Polemik Pimpinan DPRK ini jugalah yang telah “memandulkan” dan menjadikan lambatnya penyusunan Peraturan DPRK Tentang Tatib. Hal yang sangat disayangkan; bahwa sebelumnya telah dilakukan upaya konsultasi penyusunan Tatib DPRK pada pemerintahan Provinsi Aceh, bahkan 2 kali. Kegiatan itu tentu menggunakan kuangan daerah,karena memang itu kegiatan resmi. Sekira tanggal 12 November 2014; terbitlah surat dari Sekda Provinsi Aceh Atas nama Gubernur yang pada dasarnya menyatakan bahwa Acuan pemilihan pimpinan DPRK harus tetap mengacu pada ketentuan peraturan perundang-undangan yang berlaku. Sehingga secara implisit;bahwa Pimpinan DPRK Aceh Tengah bukanlah dipilih, melainkan secara otomastis, parpol pemenang pemilu 2014 akan memimpin Lembaga yang terhormat tersebut dalam melayani kepentingan dan aspirasi rakyat Aceh Tengah dalam lima tahun kedepan.

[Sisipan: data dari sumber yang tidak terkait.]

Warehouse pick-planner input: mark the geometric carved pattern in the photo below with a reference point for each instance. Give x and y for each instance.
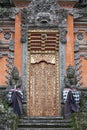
(36, 58)
(43, 74)
(43, 40)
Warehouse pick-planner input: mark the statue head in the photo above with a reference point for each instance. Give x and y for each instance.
(15, 73)
(70, 72)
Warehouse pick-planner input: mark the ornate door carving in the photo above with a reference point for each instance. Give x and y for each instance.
(43, 83)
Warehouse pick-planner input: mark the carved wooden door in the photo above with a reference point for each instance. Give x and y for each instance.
(43, 82)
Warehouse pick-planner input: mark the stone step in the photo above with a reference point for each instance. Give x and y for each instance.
(45, 129)
(44, 123)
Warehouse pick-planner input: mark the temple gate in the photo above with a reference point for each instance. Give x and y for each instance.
(43, 73)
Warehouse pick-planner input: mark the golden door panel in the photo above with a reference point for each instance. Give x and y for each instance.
(43, 73)
(43, 96)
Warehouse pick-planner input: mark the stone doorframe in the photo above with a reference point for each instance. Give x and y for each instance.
(33, 19)
(62, 58)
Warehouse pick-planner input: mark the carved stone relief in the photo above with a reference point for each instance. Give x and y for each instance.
(44, 12)
(8, 12)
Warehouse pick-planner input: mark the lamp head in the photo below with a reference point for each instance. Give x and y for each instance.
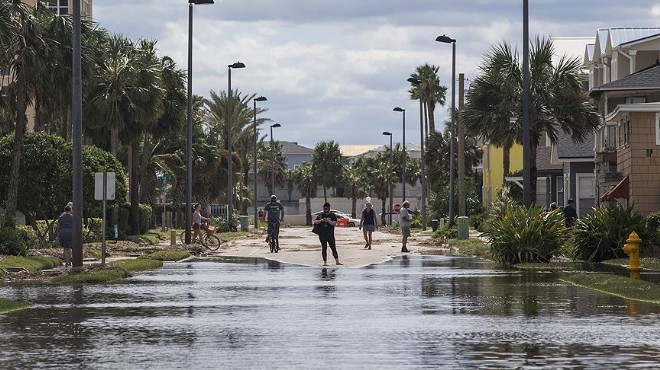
(444, 38)
(414, 81)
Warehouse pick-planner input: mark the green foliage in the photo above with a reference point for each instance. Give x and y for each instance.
(446, 232)
(32, 263)
(13, 241)
(523, 234)
(601, 235)
(653, 229)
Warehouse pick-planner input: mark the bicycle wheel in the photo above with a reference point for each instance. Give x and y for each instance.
(212, 242)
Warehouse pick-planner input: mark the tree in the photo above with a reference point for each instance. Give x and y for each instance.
(306, 183)
(559, 100)
(326, 165)
(430, 90)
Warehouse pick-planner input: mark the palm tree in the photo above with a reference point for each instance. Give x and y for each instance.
(307, 186)
(429, 90)
(26, 49)
(559, 100)
(326, 165)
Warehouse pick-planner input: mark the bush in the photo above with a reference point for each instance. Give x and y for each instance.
(13, 241)
(653, 229)
(523, 234)
(446, 232)
(601, 235)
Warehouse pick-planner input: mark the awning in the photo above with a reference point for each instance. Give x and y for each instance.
(620, 190)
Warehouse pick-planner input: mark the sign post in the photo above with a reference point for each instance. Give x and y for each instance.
(104, 189)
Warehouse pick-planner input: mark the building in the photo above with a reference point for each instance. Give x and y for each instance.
(625, 82)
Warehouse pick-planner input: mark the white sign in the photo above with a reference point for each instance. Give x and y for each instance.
(110, 179)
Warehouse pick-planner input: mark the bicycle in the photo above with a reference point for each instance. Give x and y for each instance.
(273, 236)
(209, 239)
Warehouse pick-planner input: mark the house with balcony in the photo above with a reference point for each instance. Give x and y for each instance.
(625, 83)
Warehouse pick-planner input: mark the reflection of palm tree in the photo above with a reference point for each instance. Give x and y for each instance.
(306, 183)
(429, 90)
(558, 100)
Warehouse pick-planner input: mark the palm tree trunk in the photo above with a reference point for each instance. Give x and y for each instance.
(506, 162)
(308, 210)
(12, 188)
(134, 187)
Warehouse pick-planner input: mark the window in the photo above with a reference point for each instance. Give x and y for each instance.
(657, 129)
(560, 190)
(635, 99)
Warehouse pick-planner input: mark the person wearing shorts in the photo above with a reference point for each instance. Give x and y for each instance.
(368, 223)
(405, 225)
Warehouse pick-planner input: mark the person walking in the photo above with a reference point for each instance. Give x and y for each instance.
(570, 214)
(65, 234)
(404, 215)
(368, 223)
(328, 220)
(274, 215)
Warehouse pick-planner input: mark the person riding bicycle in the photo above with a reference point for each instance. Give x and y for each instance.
(198, 219)
(274, 215)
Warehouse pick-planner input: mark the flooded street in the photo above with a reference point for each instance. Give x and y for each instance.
(412, 312)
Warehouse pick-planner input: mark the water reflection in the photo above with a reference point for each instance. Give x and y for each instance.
(412, 312)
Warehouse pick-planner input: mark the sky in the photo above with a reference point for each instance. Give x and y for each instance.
(334, 70)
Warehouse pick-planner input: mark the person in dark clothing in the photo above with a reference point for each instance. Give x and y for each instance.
(327, 233)
(65, 234)
(570, 214)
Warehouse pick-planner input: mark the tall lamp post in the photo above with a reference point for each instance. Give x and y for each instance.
(272, 157)
(389, 176)
(254, 159)
(452, 129)
(422, 180)
(230, 173)
(188, 213)
(405, 156)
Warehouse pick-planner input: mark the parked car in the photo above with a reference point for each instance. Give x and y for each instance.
(343, 220)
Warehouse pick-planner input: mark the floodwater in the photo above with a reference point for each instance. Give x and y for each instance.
(410, 313)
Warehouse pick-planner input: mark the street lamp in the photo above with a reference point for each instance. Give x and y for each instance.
(230, 175)
(272, 156)
(452, 129)
(188, 212)
(254, 111)
(389, 176)
(422, 180)
(403, 173)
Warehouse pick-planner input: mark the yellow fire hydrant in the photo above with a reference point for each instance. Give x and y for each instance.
(631, 248)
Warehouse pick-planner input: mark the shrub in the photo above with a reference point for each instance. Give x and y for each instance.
(523, 234)
(653, 229)
(600, 235)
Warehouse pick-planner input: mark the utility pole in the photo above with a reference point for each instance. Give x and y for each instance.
(461, 147)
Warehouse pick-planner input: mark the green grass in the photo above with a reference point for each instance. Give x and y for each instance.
(7, 305)
(620, 286)
(31, 264)
(470, 247)
(176, 255)
(137, 264)
(96, 276)
(648, 264)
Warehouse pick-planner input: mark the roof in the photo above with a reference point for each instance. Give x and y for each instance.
(646, 79)
(567, 148)
(289, 147)
(353, 150)
(543, 159)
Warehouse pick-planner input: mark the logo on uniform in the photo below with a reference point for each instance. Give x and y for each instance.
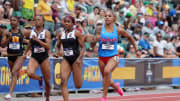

Pernak-pernik yang tidak lagi mencerdaskan tempohari terus berlangsung di DPRK; yang berujung walkoutnya 2 (dua) fraksi dari 4 fraksi yang ada di DPRK Aceh Tengah. Fraksi Demokrat dan Fraksi Golkar menggunakan Hak  Politiknya dengan meninggalkan ruang sidang DPRK. Dan berdasarkan kesepakatan Fraksi Nadem dan Fraksi PAN; sidang berlanjut dengan pimpinan sementara yang beralih pada Zulkarnaen dari partai Demokrat.

Kemudian berdasarkan sidang DPRK Aceh Tenah Tanggal 20 November 2014, secara Aklamasi terpilihlah dan ditetapkan pimpinan DPRK kedepan; yang antara lain, ketua; Zulkarnaen (Demokrat), wakil Ketua; Anda Suhada ( Partai Nasdem) serta Syirajuddin (Partai PAN).

Proses ini tentu telah keluar dari jalur PP No. 16 Tahun 2010; pasal 37 ayat 2,3 dan 4. Juga bertentangan dengan UU No. 17 Tahun 2014 Tentang MD3.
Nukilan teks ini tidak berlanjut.